Dengan pengetahuan, pemimpin mampu mengetahui masalah yang ada pada realitasnya
serta mengetahui solusinya. Dengan kekuasaannya, pemimpin mampu mengaktualkan
dan mengaplikasikan solusinya. Itulah pemimpin yang ideal.
Pemimpin itu bukan hanya yang mengatur suatu sistem, tapi juga berperan dalam sistem, sebagai penerang atau penggerak. Sedangkan masyarakat pasif adalah masyarakat yang juga berada dalam sistem, namun tugasnya hanya patuh, tunduk, menerima peraturan bagaikan air yang mengalir.
Berkaca di masa pemerintahan islam jaman dulu di kalangan para tabi’in, masa pemerintahan Umar bin Abdul Aziz. Ketika ia menjadi pemimpin pada masa itu, ia begitu sentimen terkait masalah negara.
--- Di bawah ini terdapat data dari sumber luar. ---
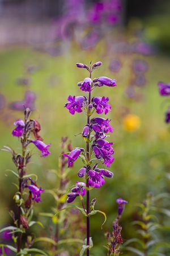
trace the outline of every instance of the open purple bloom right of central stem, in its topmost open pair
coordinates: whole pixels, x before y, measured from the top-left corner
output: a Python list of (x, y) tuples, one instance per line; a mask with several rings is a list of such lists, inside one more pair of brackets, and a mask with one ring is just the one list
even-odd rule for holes
[(109, 97), (94, 97), (92, 98), (92, 102), (94, 102), (94, 107), (96, 109), (97, 114), (107, 114), (111, 110), (111, 105), (107, 102), (109, 101)]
Diceritakan dalam suatu riwayat, pada suatu hari, ada sahabatnya yang mengunjunginya di kantor pemerintahannya. “apakah hal yang akan anda ceritakan terkait dengan masalah pemerintahan?, tanya Umar. “bukan, ini hanya terkait pada diri saya sendiri” jawab sahabatnya. Tak lama kemudian, belum saja sahabatnya memaparkan maksudnya, tiba-tiba lampu padam. Kemudian Umar bertanya, ”lalu apa yang ingin kau ceritakan?”. “Sebentar, kenapa lampunya padam?”, tanya sahabatnya. “ceritakan saja apa maksudmu, tidak mengapa bila lampunya padam, toh yang kita bicarakan bukan terkait masalah negara bukan?”, ungkap Umar Bin Abdul Aziz.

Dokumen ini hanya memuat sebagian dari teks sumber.